Sa mère, Hayasaka Taeko, était aussi une membre. Elle était morte des années plus tôt. Cette pauvre femme était orpheline. Sa seule famille était celle de sa tante, qui l'avait élevée.
Toute la famille croyait profondément en Shinzaki-kai, que Hayashizaki Ichi avait fondé au début. Ils avaient été très actifs quand Hayashizaki avait failli aller en prison. Plus tard, y compris sa tante, toute la famille était devenue dirigeante au sein de Shinzaki Tenrikyo.

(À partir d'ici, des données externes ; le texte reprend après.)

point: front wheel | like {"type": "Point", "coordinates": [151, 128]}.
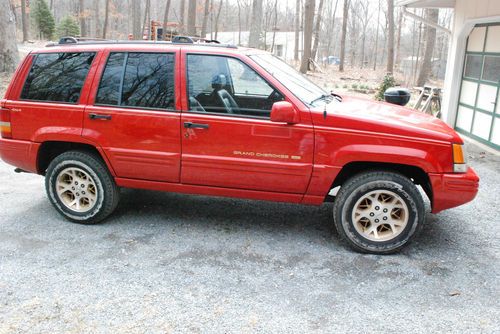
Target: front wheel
{"type": "Point", "coordinates": [80, 187]}
{"type": "Point", "coordinates": [378, 212]}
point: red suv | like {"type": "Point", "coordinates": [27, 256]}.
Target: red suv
{"type": "Point", "coordinates": [225, 121]}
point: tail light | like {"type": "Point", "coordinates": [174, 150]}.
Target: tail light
{"type": "Point", "coordinates": [5, 128]}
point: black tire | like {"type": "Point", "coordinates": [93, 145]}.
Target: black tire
{"type": "Point", "coordinates": [359, 188]}
{"type": "Point", "coordinates": [105, 193]}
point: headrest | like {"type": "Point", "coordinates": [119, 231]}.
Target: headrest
{"type": "Point", "coordinates": [219, 81]}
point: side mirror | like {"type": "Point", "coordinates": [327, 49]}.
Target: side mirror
{"type": "Point", "coordinates": [284, 112]}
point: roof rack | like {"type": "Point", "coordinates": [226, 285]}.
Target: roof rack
{"type": "Point", "coordinates": [177, 40]}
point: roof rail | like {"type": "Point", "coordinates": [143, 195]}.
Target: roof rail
{"type": "Point", "coordinates": [69, 41]}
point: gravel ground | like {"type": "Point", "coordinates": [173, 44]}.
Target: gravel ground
{"type": "Point", "coordinates": [177, 263]}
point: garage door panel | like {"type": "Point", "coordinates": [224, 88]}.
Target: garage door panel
{"type": "Point", "coordinates": [464, 118]}
{"type": "Point", "coordinates": [482, 125]}
{"type": "Point", "coordinates": [468, 92]}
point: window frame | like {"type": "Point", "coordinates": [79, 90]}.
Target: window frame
{"type": "Point", "coordinates": [33, 61]}
{"type": "Point", "coordinates": [123, 70]}
{"type": "Point", "coordinates": [187, 54]}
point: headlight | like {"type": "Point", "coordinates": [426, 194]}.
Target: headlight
{"type": "Point", "coordinates": [459, 163]}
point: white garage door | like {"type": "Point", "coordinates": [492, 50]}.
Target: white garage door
{"type": "Point", "coordinates": [478, 112]}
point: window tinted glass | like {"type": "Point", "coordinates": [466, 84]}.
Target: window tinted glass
{"type": "Point", "coordinates": [227, 85]}
{"type": "Point", "coordinates": [109, 88]}
{"type": "Point", "coordinates": [57, 77]}
{"type": "Point", "coordinates": [146, 81]}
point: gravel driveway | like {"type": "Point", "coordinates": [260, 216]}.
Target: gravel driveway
{"type": "Point", "coordinates": [177, 263]}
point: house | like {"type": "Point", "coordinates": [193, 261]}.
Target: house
{"type": "Point", "coordinates": [284, 42]}
{"type": "Point", "coordinates": [471, 101]}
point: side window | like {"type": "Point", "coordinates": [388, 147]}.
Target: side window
{"type": "Point", "coordinates": [138, 80]}
{"type": "Point", "coordinates": [220, 84]}
{"type": "Point", "coordinates": [57, 77]}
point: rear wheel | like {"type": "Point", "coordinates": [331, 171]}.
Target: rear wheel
{"type": "Point", "coordinates": [80, 187]}
{"type": "Point", "coordinates": [378, 212]}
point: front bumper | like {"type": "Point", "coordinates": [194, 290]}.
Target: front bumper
{"type": "Point", "coordinates": [19, 153]}
{"type": "Point", "coordinates": [452, 189]}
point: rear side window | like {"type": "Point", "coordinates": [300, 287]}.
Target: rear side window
{"type": "Point", "coordinates": [57, 77]}
{"type": "Point", "coordinates": [133, 79]}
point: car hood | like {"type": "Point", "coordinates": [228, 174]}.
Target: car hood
{"type": "Point", "coordinates": [380, 117]}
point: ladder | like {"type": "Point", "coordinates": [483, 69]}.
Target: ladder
{"type": "Point", "coordinates": [429, 101]}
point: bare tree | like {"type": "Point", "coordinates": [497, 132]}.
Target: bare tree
{"type": "Point", "coordinates": [147, 17]}
{"type": "Point", "coordinates": [317, 29]}
{"type": "Point", "coordinates": [206, 13]}
{"type": "Point", "coordinates": [344, 33]}
{"type": "Point", "coordinates": [9, 56]}
{"type": "Point", "coordinates": [191, 22]}
{"type": "Point", "coordinates": [182, 20]}
{"type": "Point", "coordinates": [136, 19]}
{"type": "Point", "coordinates": [390, 36]}
{"type": "Point", "coordinates": [81, 18]}
{"type": "Point", "coordinates": [217, 18]}
{"type": "Point", "coordinates": [308, 29]}
{"type": "Point", "coordinates": [106, 19]}
{"type": "Point", "coordinates": [430, 40]}
{"type": "Point", "coordinates": [297, 30]}
{"type": "Point", "coordinates": [256, 24]}
{"type": "Point", "coordinates": [25, 23]}
{"type": "Point", "coordinates": [375, 53]}
{"type": "Point", "coordinates": [165, 18]}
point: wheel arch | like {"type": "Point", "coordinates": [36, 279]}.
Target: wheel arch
{"type": "Point", "coordinates": [50, 149]}
{"type": "Point", "coordinates": [416, 174]}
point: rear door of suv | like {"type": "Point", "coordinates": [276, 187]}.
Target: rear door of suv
{"type": "Point", "coordinates": [228, 138]}
{"type": "Point", "coordinates": [132, 114]}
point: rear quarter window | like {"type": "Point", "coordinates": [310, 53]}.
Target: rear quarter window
{"type": "Point", "coordinates": [57, 77]}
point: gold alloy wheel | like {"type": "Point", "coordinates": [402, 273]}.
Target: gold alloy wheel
{"type": "Point", "coordinates": [76, 189]}
{"type": "Point", "coordinates": [380, 215]}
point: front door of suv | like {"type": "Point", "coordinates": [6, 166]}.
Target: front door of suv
{"type": "Point", "coordinates": [228, 139]}
{"type": "Point", "coordinates": [133, 115]}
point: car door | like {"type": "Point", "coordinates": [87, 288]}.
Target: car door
{"type": "Point", "coordinates": [133, 116]}
{"type": "Point", "coordinates": [228, 139]}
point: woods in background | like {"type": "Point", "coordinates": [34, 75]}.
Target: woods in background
{"type": "Point", "coordinates": [349, 33]}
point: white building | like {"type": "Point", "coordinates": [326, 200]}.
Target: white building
{"type": "Point", "coordinates": [284, 42]}
{"type": "Point", "coordinates": [471, 102]}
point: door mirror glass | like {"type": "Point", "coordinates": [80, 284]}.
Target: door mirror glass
{"type": "Point", "coordinates": [285, 112]}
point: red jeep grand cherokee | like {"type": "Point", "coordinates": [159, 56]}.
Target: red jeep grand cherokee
{"type": "Point", "coordinates": [225, 121]}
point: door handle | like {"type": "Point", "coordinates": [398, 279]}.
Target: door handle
{"type": "Point", "coordinates": [190, 125]}
{"type": "Point", "coordinates": [97, 116]}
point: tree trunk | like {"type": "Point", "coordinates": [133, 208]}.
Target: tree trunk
{"type": "Point", "coordinates": [344, 33]}
{"type": "Point", "coordinates": [9, 56]}
{"type": "Point", "coordinates": [136, 19]}
{"type": "Point", "coordinates": [390, 36]}
{"type": "Point", "coordinates": [106, 20]}
{"type": "Point", "coordinates": [81, 17]}
{"type": "Point", "coordinates": [182, 17]}
{"type": "Point", "coordinates": [375, 53]}
{"type": "Point", "coordinates": [217, 19]}
{"type": "Point", "coordinates": [205, 18]}
{"type": "Point", "coordinates": [317, 29]}
{"type": "Point", "coordinates": [97, 23]}
{"type": "Point", "coordinates": [165, 19]}
{"type": "Point", "coordinates": [191, 23]}
{"type": "Point", "coordinates": [255, 25]}
{"type": "Point", "coordinates": [430, 39]}
{"type": "Point", "coordinates": [297, 31]}
{"type": "Point", "coordinates": [25, 23]}
{"type": "Point", "coordinates": [147, 17]}
{"type": "Point", "coordinates": [308, 28]}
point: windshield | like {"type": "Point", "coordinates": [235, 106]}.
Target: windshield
{"type": "Point", "coordinates": [303, 88]}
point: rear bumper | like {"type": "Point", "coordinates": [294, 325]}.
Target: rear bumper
{"type": "Point", "coordinates": [450, 190]}
{"type": "Point", "coordinates": [19, 153]}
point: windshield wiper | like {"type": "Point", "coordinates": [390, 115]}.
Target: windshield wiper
{"type": "Point", "coordinates": [322, 97]}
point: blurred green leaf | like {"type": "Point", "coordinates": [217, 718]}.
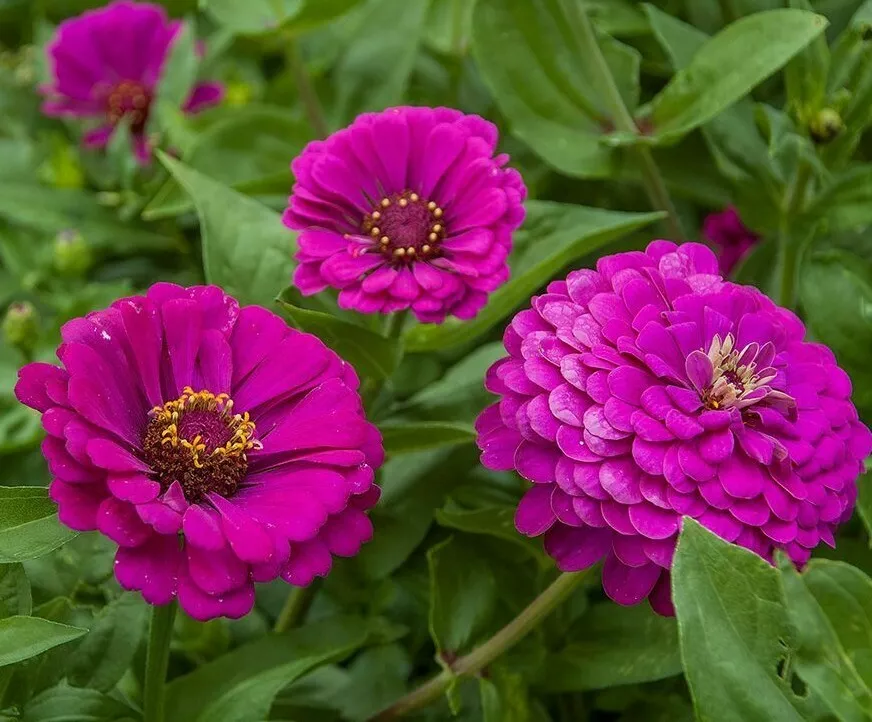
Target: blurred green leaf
{"type": "Point", "coordinates": [69, 704]}
{"type": "Point", "coordinates": [401, 438]}
{"type": "Point", "coordinates": [241, 685]}
{"type": "Point", "coordinates": [528, 59]}
{"type": "Point", "coordinates": [29, 526]}
{"type": "Point", "coordinates": [819, 606]}
{"type": "Point", "coordinates": [246, 249]}
{"type": "Point", "coordinates": [733, 629]}
{"type": "Point", "coordinates": [104, 656]}
{"type": "Point", "coordinates": [15, 598]}
{"type": "Point", "coordinates": [727, 68]}
{"type": "Point", "coordinates": [250, 150]}
{"type": "Point", "coordinates": [25, 637]}
{"type": "Point", "coordinates": [554, 235]}
{"type": "Point", "coordinates": [612, 645]}
{"type": "Point", "coordinates": [463, 595]}
{"type": "Point", "coordinates": [374, 356]}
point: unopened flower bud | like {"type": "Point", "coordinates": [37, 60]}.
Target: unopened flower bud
{"type": "Point", "coordinates": [72, 256]}
{"type": "Point", "coordinates": [21, 325]}
{"type": "Point", "coordinates": [826, 125]}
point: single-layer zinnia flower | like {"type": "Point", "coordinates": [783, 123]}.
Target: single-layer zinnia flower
{"type": "Point", "coordinates": [106, 63]}
{"type": "Point", "coordinates": [408, 208]}
{"type": "Point", "coordinates": [216, 446]}
{"type": "Point", "coordinates": [732, 240]}
{"type": "Point", "coordinates": [650, 389]}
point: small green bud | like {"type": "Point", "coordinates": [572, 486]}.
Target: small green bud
{"type": "Point", "coordinates": [21, 326]}
{"type": "Point", "coordinates": [826, 125]}
{"type": "Point", "coordinates": [72, 256]}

Hayasaka Taeko était une femme introvertie mais d'une grande beauté. Elle avait été forcée d'entrer dans Shinzaki Tenrikyo.
La famille de sa tante, qui l'avait élevée, étaient tous des fidèles loyaux de Hayashizaki Ichi. Vivant dans cet environnement, elle n'avait pas eu d'autre choix que de les rejoindre.
Devenue adulte, Hayashizaki Ichi s'était concentré sur elle. Elle était devenue la femme du fondateur.
Dans une secte fermée comme Shinzaki Tenrikyo, le fondateur détenait le pouvoir suprême. Il était le roi de tout le groupe. Hayasaka Taeko, réticente, n'avait aucune issue.
Elle était orpheline aussi. Se battre seule aurait mis en colère la famille de sa tante et l'aurait laissée sans abri.
« Ma mère n'a jamais été heureuse de son vivant. Même si Hayashizaki pourvoyait à ses besoins matériels, elle haïssait cet homme profondément. »
À cause de sa mère, Hayasaka Muko haïssait le fondateur Hayashizaki Ichi. Elle haïssait aussi intensément Shinzaki Tenrikyo.
Mais elle vivait ici depuis l'enfance. Elle n'avait ni argent ni moyen de quitter l'île.
« Je ne veux pas rester sur cette île pour toujours. Je ne veux pas gâcher ma vie ici comme une marionnette. Ou une prisonnière. »
De claires larmes roulèrent le long des beaux yeux de la jeune fille. Hayasaka Muko serra ses mains très fort, comme si elle agrippait son dernier espoir de salut.
« S'il vous plaît, monsieur Shusu. Je ne peux plus rester sur cette île. Je dois partir. Sinon… je préférerais mourir de ma propre main. »
Yuki soupira en réponse.
« Ne soyez pas si bouleversée, mademoiselle Hayasaka. Aucune personne ni organisation ne peut vous forcer à rester sur l'île. Je trouverai certainement un moyen. »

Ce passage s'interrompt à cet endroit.